Джон Оден отвел ее к себе домой — в то место, где он не обитал, но которое теперь сделал своим домом, — и включил древние системы внутри здания, сооруженного внутри горы, и со стен полился свет — свет, в котором он раньше не нуждался, но который теперь был ему необходим.
Дверь замкнулась за ними, и температура поднялась до оптимальной.
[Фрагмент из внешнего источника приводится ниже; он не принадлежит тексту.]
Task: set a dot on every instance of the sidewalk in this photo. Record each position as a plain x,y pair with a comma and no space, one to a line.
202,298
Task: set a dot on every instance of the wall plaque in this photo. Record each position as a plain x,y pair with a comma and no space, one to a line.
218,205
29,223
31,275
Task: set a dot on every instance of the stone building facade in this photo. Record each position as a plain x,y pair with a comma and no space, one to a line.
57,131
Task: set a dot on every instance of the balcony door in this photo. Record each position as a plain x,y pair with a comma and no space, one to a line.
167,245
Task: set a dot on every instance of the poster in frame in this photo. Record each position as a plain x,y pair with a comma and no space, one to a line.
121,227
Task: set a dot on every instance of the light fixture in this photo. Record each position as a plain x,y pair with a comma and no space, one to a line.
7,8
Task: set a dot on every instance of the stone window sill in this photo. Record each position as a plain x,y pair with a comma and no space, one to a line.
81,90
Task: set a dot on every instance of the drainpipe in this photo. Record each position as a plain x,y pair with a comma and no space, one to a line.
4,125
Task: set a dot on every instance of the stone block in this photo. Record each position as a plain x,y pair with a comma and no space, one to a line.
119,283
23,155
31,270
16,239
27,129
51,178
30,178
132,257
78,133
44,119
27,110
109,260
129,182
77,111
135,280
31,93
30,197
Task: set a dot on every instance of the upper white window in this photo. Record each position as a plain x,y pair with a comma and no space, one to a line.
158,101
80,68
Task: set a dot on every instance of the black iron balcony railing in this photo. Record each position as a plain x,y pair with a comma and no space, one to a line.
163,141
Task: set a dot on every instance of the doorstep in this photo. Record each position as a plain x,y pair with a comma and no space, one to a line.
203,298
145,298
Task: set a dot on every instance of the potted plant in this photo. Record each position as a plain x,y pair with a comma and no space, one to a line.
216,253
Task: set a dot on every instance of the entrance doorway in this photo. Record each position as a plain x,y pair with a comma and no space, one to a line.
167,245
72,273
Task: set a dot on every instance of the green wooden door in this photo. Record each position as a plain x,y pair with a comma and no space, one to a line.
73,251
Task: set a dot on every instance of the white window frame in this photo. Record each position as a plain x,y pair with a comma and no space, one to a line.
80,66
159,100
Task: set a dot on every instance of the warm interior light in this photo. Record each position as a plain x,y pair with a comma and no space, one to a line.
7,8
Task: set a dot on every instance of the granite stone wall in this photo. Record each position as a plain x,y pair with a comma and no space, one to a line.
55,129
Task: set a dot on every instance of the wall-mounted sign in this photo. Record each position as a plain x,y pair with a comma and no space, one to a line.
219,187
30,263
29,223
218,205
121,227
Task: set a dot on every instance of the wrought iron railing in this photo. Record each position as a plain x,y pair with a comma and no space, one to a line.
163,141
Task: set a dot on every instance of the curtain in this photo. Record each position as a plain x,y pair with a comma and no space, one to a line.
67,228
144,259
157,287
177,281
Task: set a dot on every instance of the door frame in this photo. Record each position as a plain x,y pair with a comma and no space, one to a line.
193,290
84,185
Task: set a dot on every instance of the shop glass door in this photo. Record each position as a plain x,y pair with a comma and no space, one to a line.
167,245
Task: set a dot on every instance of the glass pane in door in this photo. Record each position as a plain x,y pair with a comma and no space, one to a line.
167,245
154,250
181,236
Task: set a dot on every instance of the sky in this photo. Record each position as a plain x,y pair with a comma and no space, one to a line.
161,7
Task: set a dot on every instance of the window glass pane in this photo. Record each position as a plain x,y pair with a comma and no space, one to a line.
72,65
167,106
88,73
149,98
Заработала вентиляция, и он вдохнул в легкие свежий воздух, а потом выдохнул, наслаждаясь забытым ощущением В его груди билось сердце, красная теплая штука, напоминая ему о боли и радостях.
Впервые за века и века он приготовил обед и достал бутылку вина из глубокого запечатанного сундука. Многие бы другие выдержали то, что выдержал он? Пожалуй, никто.
Она пообедала с ним — пробовала все и почти ничего не ела. Зато он сказочно наелся, они выпили вино и были счастливы.
— Такое странное место! — сказала она. — Где вы спите?
— Прежде я спал вон там, — ответил он, указывая в сторону почти забытой комнаты. И они вошли туда, и он показал ей там все, и она увлекла его к кровати и наслаждениям своего тела.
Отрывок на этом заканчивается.